На пике болезни под влиянием видений, «отчасти пугающих, но отчасти опять-таки неописуемо великолепных» (73), у Шребера сформировалось убеждение в неотвратимости великой катастрофы, конца света. Голоса говорили ему, что весь труд 14 000-летнего прошлого потерян и что Земле дано прожить еще только 212 лет (71); в конце своего пребывания в лечебнице Флехсига он считал, что этот срок уже истек. Сам он был «единственным еще оставшимся действительным человеком», а немногочисленные человеческие фигуры, которых он еще видел – врача, санитаров и пациентов, – он объявил «сотворенными чудом, наспех сделанными людьми». Время от времени пробивало себе путь также обратное течение; ему показывали газету, в которой можно было прочесть сообщение о его собственной смерти (81), он сам существовал во второй, неполноценной форме и в ней однажды тихо скончался (73). Но оформление бреда, в котором сохранялось Я, а мир приносился в жертву, оказалось гораздо более сильным. Он по-разному представлял себе причины этой катастрофы; то он думал об оледенении вследствие исчезновения солнца, то о разрушении в результате землетрясения, при этом в качестве «духовидца» он приобретал ту же роль, что и другой духовидец во время землетрясения в 1755 году в Лисабоне (91). Или же виновным был Флехсиг, ибо своим колдовством он сеял среди людей страх и ужас, подрывал основы религии и распространял всеобщую нервозность и безнравственность, в результате чего затем на людей обрушились опустошительные эпидемии (91). В любом случае конец света был следствием конфликта, вспыхнувшего между ним и Флехсигом, или, как изображалась этиология во второй фазе бреда, его ставшей нерасторжимой связи с богом, следовательно, неизбежным результатом его заболевания. Через несколько лет, когда доктор Шребер вернулся в человеческое сообщество и не смог обнаружить в попадавшихся ему книгах, музыкальных произведениях и предметах обихода ничего, что сочеталось бы с его предположением об огромной временной пропасти в истории человечества, он признал, что его точка зрения не может уже оставаться в силе: «…Я не могу не согласиться, что внешне все осталось как было. Но не произошло ли основательное внутреннее изменение», – об этом будет сказано ниже (84–85). Он не мог усомниться в том, что за время его болезни мир погиб, а тот мир, который он видел теперь перед собой, уже был не тот, что прежде.
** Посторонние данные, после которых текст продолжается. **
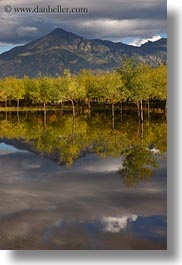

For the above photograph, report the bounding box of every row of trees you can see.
[0,58,167,120]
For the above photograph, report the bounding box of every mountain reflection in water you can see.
[0,112,167,249]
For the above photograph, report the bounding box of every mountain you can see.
[0,28,167,77]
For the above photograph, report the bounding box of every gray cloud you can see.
[0,0,167,44]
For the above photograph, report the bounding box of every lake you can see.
[0,110,167,249]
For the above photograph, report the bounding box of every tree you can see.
[63,70,86,118]
[119,145,158,186]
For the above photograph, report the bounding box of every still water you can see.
[0,111,167,249]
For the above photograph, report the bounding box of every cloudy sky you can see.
[0,0,167,53]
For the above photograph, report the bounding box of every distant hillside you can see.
[0,28,167,77]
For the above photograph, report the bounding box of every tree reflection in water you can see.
[0,111,167,185]
[119,145,159,186]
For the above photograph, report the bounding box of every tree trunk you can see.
[16,109,20,122]
[136,100,140,119]
[148,99,150,121]
[165,99,167,113]
[44,102,47,127]
[72,116,76,145]
[71,100,75,118]
[16,99,20,111]
[88,98,91,118]
[112,103,115,130]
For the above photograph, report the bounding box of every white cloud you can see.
[17,26,39,37]
[129,35,161,47]
[101,214,137,233]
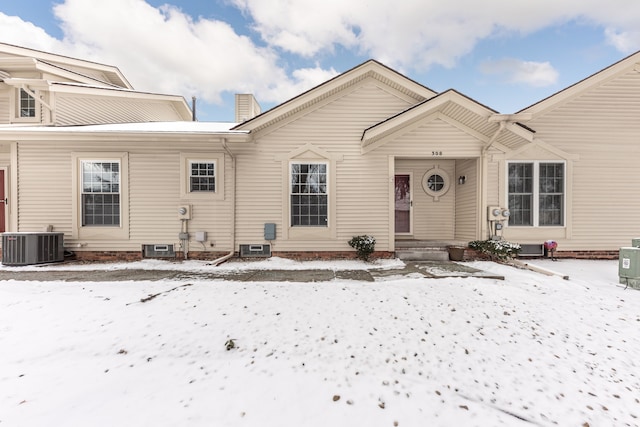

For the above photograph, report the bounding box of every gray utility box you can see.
[142,244,176,258]
[618,247,640,289]
[2,233,64,265]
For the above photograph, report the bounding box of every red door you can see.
[395,175,411,233]
[0,170,7,233]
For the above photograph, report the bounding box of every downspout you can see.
[480,120,507,241]
[212,138,236,266]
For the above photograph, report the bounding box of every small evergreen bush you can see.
[348,234,376,261]
[469,239,520,261]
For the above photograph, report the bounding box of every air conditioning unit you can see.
[178,205,191,219]
[240,245,271,258]
[2,233,64,265]
[142,244,176,258]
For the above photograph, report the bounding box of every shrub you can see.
[469,239,520,261]
[348,234,376,261]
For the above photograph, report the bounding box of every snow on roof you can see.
[0,121,249,134]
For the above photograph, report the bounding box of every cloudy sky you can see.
[0,0,640,121]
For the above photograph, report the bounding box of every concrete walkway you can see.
[0,261,504,282]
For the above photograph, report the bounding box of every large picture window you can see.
[81,160,120,226]
[290,162,328,227]
[508,162,565,227]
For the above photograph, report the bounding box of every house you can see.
[0,44,640,260]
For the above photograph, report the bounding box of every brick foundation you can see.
[70,251,228,261]
[271,251,395,261]
[56,248,619,261]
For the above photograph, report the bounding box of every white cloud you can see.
[0,0,336,114]
[480,58,559,87]
[0,12,62,51]
[605,28,640,53]
[229,0,640,69]
[0,0,640,118]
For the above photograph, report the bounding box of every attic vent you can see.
[240,245,271,258]
[142,244,176,258]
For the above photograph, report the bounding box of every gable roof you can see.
[361,89,534,153]
[234,59,437,132]
[518,51,640,117]
[0,43,133,89]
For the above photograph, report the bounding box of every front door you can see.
[395,175,411,234]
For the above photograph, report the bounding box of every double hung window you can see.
[508,162,565,227]
[81,160,120,227]
[18,89,36,118]
[189,161,216,192]
[290,162,328,227]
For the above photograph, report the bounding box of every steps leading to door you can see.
[396,240,466,261]
[396,248,449,261]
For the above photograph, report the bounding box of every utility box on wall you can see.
[618,247,640,289]
[264,222,276,240]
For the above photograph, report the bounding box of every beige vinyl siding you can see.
[371,119,482,159]
[18,137,233,252]
[55,94,181,126]
[232,80,418,251]
[512,71,640,250]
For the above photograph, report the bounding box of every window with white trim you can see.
[290,162,329,227]
[81,160,120,227]
[507,161,565,227]
[189,161,216,192]
[18,89,36,118]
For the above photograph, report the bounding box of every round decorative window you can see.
[427,173,444,193]
[422,166,451,201]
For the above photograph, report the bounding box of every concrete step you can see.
[396,248,449,261]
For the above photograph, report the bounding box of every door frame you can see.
[393,170,414,237]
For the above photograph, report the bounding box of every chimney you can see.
[236,93,262,123]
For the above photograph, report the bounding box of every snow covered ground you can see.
[0,259,640,427]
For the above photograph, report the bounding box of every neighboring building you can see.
[0,44,640,259]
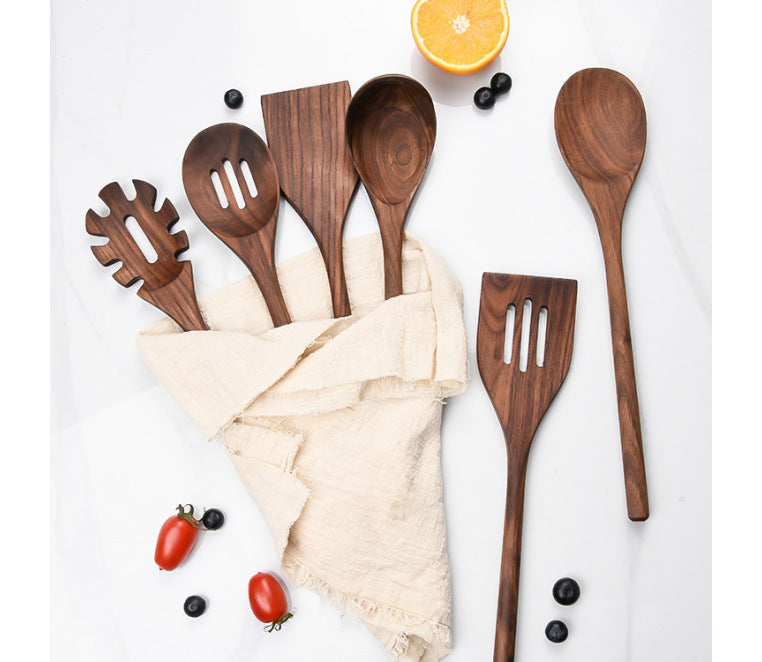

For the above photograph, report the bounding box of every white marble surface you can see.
[51,0,712,662]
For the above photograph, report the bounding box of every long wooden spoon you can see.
[85,179,208,331]
[262,81,359,317]
[183,123,291,326]
[347,75,437,299]
[476,273,577,662]
[555,69,649,521]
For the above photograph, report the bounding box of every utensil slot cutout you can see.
[124,216,159,264]
[503,304,516,364]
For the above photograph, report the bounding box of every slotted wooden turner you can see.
[85,179,209,331]
[476,273,577,662]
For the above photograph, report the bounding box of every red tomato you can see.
[249,572,293,632]
[153,506,198,570]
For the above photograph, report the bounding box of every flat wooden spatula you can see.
[262,81,359,317]
[476,273,577,662]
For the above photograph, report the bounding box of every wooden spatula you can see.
[476,273,577,662]
[85,179,208,331]
[262,81,359,317]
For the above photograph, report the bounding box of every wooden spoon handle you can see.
[601,235,649,522]
[235,233,291,326]
[138,261,209,331]
[372,200,408,299]
[493,459,526,662]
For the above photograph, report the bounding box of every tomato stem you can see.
[177,503,201,529]
[265,611,293,632]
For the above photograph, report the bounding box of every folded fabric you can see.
[138,234,467,662]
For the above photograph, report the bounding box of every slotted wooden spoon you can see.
[476,273,577,662]
[85,179,208,331]
[347,74,437,299]
[555,69,649,522]
[262,81,359,317]
[183,123,291,326]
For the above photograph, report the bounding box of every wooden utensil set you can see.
[85,69,649,662]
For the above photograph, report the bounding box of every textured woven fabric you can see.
[138,234,467,662]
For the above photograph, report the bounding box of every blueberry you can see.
[183,595,206,618]
[489,71,513,94]
[201,508,225,531]
[474,87,495,110]
[225,89,243,108]
[545,621,569,644]
[553,577,579,606]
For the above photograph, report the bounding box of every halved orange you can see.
[410,0,510,74]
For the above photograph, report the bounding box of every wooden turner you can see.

Подобная мировая катастрофа на бурной стадии паранойи – нередкое явление и в историях других больных[147]. Основываясь на нашем понимании либидинозного катексиса, нам будет нетрудно дать объяснение этим катастрофам, если мы будем руководствоваться оценкой других как «наспех сделанных людей»[148]. Больной лишил людей из своего окружения и из внешнего мира вообще либидинозного катексиса, который доселе был обращен на них; тем самым все стало для него безразличным, ни с чем не соотносящимся и нуждающимся в объяснении посредством вторичной рационализации как «Сотворенное чудом, наспех сделанное». Конец света представляет собой проекцию этой внутренней катастрофы; его субъективный мир погиб после того, как он лишил его своей любви[149].

После проклятия, с которым Фауст отрекается от мира, хор духов поет:

Увы! Увы! Разбил ты его, Прекраснейший мир, Могучей рукой. Он пал пред тобой, Разрушен, сражен полубогом! Воспрянь, земнородный, могучий! Мир новый, чудесный и лучший Создай в мощном сердце своем[150].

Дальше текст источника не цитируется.